High-performance computing facilities provide the hardware needed to analyze and model the world around us. Holding the world’s largest super-computer title is an international competition. Currently, Japan holds the largest super-computer followed by the Summit machine at Oak Ridge National Lab. These computers have millions of processing cores and accelerated hardware, using an insane amount of energy. Scientists use these machines to ask questions about the world. In my areas of interest, climate, weather, and remote sensing, large computing facilities enables us to improve the accuracy of our predictions. With improved accuracy, scientists are able to study the environment in finer and finer detail. However, more detail and complexity then opens up more questions.

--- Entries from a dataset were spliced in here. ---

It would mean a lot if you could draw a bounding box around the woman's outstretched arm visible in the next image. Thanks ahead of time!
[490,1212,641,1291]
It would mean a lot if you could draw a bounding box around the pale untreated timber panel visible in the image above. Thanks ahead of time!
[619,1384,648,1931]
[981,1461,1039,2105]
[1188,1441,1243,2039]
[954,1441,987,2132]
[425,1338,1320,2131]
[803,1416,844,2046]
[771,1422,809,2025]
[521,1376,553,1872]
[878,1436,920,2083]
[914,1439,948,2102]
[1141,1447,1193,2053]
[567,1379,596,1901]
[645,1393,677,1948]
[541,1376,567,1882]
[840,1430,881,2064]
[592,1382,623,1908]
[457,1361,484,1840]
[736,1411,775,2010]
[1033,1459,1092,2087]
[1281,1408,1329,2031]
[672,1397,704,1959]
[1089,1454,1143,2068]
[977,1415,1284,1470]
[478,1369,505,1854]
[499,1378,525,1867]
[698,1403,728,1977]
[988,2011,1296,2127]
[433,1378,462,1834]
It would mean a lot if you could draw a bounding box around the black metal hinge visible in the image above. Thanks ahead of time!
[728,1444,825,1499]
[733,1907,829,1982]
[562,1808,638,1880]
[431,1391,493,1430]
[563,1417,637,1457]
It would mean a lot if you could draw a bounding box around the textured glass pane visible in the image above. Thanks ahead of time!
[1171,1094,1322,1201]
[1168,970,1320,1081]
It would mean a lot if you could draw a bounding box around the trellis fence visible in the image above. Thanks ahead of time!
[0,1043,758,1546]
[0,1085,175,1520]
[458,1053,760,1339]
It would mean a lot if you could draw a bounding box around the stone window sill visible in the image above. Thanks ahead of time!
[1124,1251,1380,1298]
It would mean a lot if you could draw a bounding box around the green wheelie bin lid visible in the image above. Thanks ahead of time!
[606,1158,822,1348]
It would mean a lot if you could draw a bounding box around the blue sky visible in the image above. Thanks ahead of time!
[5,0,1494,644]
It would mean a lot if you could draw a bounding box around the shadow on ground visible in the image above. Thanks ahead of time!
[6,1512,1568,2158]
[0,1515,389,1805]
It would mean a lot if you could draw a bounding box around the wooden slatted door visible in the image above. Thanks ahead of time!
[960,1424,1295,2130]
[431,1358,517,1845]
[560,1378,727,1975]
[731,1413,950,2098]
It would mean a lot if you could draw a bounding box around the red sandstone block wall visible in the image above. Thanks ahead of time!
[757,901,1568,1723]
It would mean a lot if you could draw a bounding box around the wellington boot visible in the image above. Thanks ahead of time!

Today, deep learning (DL) is the new tool that is invading many areas of science. DL is an area of Artificial Intelligence (AI) research that uses patterns to find interesting representations of data. These models have been found to generate highly accurate mappings between domains, providing solutions to a number of tasks. Siri and Alexa are good examples of this, which use DL for speech detection. Google photos using DL to recognize people across your albums. This technology is becoming pervasive. Data availability continues to grow, opening up more and more opportunities for DL applications.
The question becomes, how should scientists use DL? Should we expect AI to generate insight for us or is that too ambitious? In scientific research we ask a question, test the hypothesis, analyze the data, and report results, with a continuous feedback loop. So, DL methodologies used to test the hypothesis will generate data to be analyzed. If the analysis validates the hypothesis, did the DL model help improve results? If so, does improving our model help in future hypothesis testing? Are there anomalies in the outputs which cannot be explained? Is this an insight humans are yet to understand? How do we know if it is an insight?
This blog is going to focus on the intersection of artificial intelligence, science, and environmental technologies. I research deep learning applications to climate science and remote sensing.